Isolating Sweet Corn

It pays to be picky about pollen.

January 30, 2014

Seed-catalog descriptions of ultrasweet and tender kernels might tempt a gardener to plant several of the new hybrid corn—and throw in a few rows of popcorn and ornamental corn for good measure.

Big mistake. Corn is wind-pollinated, and pollen from the tassels of one variety can drift to the silks of another. When different types of corn cross-pollinate, the taste and tenderness of the resulting kernels are affected. The worst-case scenario: inedible ears.

Advances in corn breeding over the past few decades have led to new classes of hybrids, including supersweet, synergistic, and sugar-enhanced. In addition to their unusually sweet flavor, these hybrids stay sweet longer after harvest—a distinct advantage for market farmers. While many gardeners have switched over to the sweeter hybrids, some still prefer the old-fashioned taste of traditional varieties of sweetcorn, such as ‘Silver Queen’ and ‘Golden Bantam’.

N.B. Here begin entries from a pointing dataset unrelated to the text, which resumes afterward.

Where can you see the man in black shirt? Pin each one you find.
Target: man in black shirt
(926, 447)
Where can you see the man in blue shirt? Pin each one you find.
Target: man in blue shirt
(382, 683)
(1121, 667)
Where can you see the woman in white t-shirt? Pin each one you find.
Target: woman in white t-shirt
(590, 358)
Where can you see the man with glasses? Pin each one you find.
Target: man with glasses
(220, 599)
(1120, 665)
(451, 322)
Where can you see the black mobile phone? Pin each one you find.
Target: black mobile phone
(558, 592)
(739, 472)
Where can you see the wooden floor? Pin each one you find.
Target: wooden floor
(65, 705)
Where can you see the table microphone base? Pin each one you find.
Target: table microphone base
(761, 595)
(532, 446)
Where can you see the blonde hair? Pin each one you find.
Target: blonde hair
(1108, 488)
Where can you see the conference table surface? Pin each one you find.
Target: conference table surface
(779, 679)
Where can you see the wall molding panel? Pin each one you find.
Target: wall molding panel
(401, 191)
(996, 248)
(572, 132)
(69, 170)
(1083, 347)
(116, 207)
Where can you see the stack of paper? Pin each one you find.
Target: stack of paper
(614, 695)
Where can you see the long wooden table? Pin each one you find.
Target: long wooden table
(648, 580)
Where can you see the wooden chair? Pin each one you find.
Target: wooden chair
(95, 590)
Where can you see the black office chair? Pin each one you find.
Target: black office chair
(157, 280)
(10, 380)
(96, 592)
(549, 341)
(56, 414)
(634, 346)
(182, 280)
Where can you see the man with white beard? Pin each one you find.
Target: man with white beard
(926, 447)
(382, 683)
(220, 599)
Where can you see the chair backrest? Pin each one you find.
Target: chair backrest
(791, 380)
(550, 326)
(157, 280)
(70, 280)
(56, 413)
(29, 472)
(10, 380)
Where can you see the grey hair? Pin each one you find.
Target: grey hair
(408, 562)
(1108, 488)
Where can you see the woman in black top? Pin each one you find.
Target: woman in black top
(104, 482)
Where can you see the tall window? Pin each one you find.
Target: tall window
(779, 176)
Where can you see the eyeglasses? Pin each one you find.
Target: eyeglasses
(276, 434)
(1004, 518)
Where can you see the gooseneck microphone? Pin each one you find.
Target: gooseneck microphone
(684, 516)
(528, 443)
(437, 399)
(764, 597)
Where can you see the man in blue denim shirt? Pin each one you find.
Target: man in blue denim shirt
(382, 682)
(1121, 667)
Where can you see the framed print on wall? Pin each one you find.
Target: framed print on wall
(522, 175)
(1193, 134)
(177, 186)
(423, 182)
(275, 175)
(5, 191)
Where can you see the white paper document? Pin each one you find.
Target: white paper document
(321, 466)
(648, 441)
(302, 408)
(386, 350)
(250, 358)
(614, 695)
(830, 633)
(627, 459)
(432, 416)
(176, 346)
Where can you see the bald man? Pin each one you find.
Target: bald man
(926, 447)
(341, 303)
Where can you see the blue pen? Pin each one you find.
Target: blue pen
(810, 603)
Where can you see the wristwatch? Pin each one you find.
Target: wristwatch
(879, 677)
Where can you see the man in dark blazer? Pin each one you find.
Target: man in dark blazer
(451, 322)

The genes that are responsible for sweetness result not from genetic engineering but from natural mutations in field corn. Through controlled crosses, plant breeders create hybrid varieties in which the sugar-producing genes take the place of starch-producing genes. But the wrong kind of pollen can negate the breeder’s work by reintroducing genes that lead to tough, starchy kernels.

To avoid stray pollen and preserve sweetness, all types of sweet corn must be isolated from field corn, ornamental corn, and popcorn. Additionally:

  • Traditional: Isolate from the pollen of supersweet varieties.
  • Sugar enhanced: Isolate from traditional and supersweet pollen.
  • Synergistic: Isolate from traditional and supersweet pollen.
  • Supersweet: Isolate from all other types of corn.

Physical isolation requires a separation of at least 100 feet between plantings and may be impossible in a small home garden. (Even at 100 feet apart, stray pollen may drift in, causing a few starchy kernels per ear.) A more practical way for home gardeners to prevent cross-pollination is by staggering planting times or by selecting varieties with different numbers of days to maturity, so that the varieties will not be releasing pollen simultaneously. Aim for a separation of 14 days between maturation dates.